The sum of marital counseling seems to rest on the idea that is the basis of capitalism and the free market — the imaginative act of thinking of the other. To restate a comment Mrs. Johnson attributes to an expert in her field, “Understand what your spouse needs and strive to meet those needs, and stop doing  what hinders those needs from being met.” Mrs. Johnson restates the point.

“There’s a way to talk so that people will listen, and there’s a way to listen so that people will talk.” The seminar does not broach the subject of sex. But a lover who is a good husband will cherish his wife sexually by making lovemaking focus first on her, confident that his own pleasure will follow in its own course after hers. ‡‡

Perhaps Mrs. Johnson’s statement is among professionals a trite phrase, and since no one can find a way to improve on it, every therapist giving a federally funded pep talk to marrieds repeats it. I find her restatement delightful, not only as regards being a married man, but being a commoner in love with the idea of local economy.

My rating: B-

Mrs. Johnson has her hands full today, and provides much of what she says in a 65-page document she indicates is a fulsome compilation of handouts. “Maximize your Marriage” puts us into some cheesy situations. These skits and tests make the point that perceptions of an object differ and that their reports vary greatly.

The program is distinctly secular on account of First Things First’s having received funding from the U.S. government under the Champions for Children Initiative, which imposes curriculum requirements on Mrs. Johnson. Among the duties required by Uncle: Tell us about finances’ role in marital discord, and amplify on an outlier concept — that of abusive relationships (beatings by the husband).

Clergypersons are a remarkable source of abuse, sexual and emotional, Mrs. Johnson says. But she doubles back: Ministers of the gospel serve God and have care of souls. “I am not going to go out of my bounds with what I can do federally,” Mrs. Johnson says. She doesn’t want to say too much about the gospel, out of fear.

Aware of the behavioristic tack of much of her material (adult “time out”), Mrs. Johnson is very open to a Christian-oriented suggestion from a member of the audience.

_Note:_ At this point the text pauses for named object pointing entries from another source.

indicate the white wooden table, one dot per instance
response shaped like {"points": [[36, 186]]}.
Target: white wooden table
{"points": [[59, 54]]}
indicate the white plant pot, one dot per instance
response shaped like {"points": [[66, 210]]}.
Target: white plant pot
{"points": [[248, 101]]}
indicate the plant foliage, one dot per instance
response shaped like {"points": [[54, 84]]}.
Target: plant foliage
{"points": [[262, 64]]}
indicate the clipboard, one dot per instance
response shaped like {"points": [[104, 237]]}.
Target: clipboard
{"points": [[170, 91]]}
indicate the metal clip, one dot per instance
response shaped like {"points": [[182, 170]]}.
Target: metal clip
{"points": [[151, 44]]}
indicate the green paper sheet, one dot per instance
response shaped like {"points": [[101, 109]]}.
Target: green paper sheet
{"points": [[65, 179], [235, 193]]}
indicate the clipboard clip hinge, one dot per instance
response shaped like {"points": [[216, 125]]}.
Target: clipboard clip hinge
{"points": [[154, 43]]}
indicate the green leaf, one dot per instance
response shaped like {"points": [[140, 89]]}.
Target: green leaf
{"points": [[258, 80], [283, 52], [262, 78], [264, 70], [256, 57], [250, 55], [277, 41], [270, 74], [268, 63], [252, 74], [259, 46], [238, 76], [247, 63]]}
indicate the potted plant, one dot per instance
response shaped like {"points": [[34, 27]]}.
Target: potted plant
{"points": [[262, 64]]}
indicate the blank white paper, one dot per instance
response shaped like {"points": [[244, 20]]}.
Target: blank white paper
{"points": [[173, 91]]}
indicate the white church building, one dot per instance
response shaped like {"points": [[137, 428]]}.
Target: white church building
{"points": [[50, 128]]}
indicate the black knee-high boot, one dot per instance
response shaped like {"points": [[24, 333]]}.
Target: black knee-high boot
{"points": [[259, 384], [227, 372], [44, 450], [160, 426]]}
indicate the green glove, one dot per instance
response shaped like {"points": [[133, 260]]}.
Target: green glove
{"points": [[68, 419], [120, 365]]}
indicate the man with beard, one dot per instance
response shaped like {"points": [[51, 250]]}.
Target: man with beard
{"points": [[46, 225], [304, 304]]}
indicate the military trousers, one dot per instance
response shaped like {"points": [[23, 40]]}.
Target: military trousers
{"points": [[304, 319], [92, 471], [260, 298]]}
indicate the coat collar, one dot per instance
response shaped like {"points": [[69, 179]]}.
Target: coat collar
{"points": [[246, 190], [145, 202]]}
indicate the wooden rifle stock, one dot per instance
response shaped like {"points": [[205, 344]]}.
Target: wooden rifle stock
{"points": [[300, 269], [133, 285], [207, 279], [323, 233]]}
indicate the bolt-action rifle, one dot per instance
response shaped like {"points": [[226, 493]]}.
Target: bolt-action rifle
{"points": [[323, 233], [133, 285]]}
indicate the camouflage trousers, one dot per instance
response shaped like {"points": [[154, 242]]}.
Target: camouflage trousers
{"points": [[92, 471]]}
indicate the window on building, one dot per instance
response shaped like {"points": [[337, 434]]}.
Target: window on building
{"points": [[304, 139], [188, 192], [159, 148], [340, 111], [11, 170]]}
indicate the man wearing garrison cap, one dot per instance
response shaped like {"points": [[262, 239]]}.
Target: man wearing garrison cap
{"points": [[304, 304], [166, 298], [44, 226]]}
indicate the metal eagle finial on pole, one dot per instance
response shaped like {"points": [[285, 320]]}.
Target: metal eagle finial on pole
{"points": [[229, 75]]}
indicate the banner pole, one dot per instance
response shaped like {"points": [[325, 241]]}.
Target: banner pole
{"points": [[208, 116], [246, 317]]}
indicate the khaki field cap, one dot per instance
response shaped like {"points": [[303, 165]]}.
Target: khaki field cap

That is a recommendation for the book of Dr. Emerson Eggerichs, Love and Respect[;] the Love She Most Desires, the Respect He Desperately Needs. Mrs. Johnson is glad to hear my comment about the book, and writes name and title on the marker board.

‡ This distinction is from Mark Jones, who discusses entrepreneurship and starting a business on the Nooganomics.com talk show.

‡‡ One of the best treatments of this point is C..S. Lewis’ book The Four Loves. A more recent treatment is Tim Keller’s The Meaning of Marriage[;] Facing the Complexities of Commitment with the Wisdom of God, which we have mentioned elsewhere at Nooganomics.com. A good treatment of the faulty premises of modern psychology is William Kirk Kilpatrick, Psychological Seduction[;] The Failure of Modern Psychology (Nashville: Thomas Nelson, 1983),  239 pp.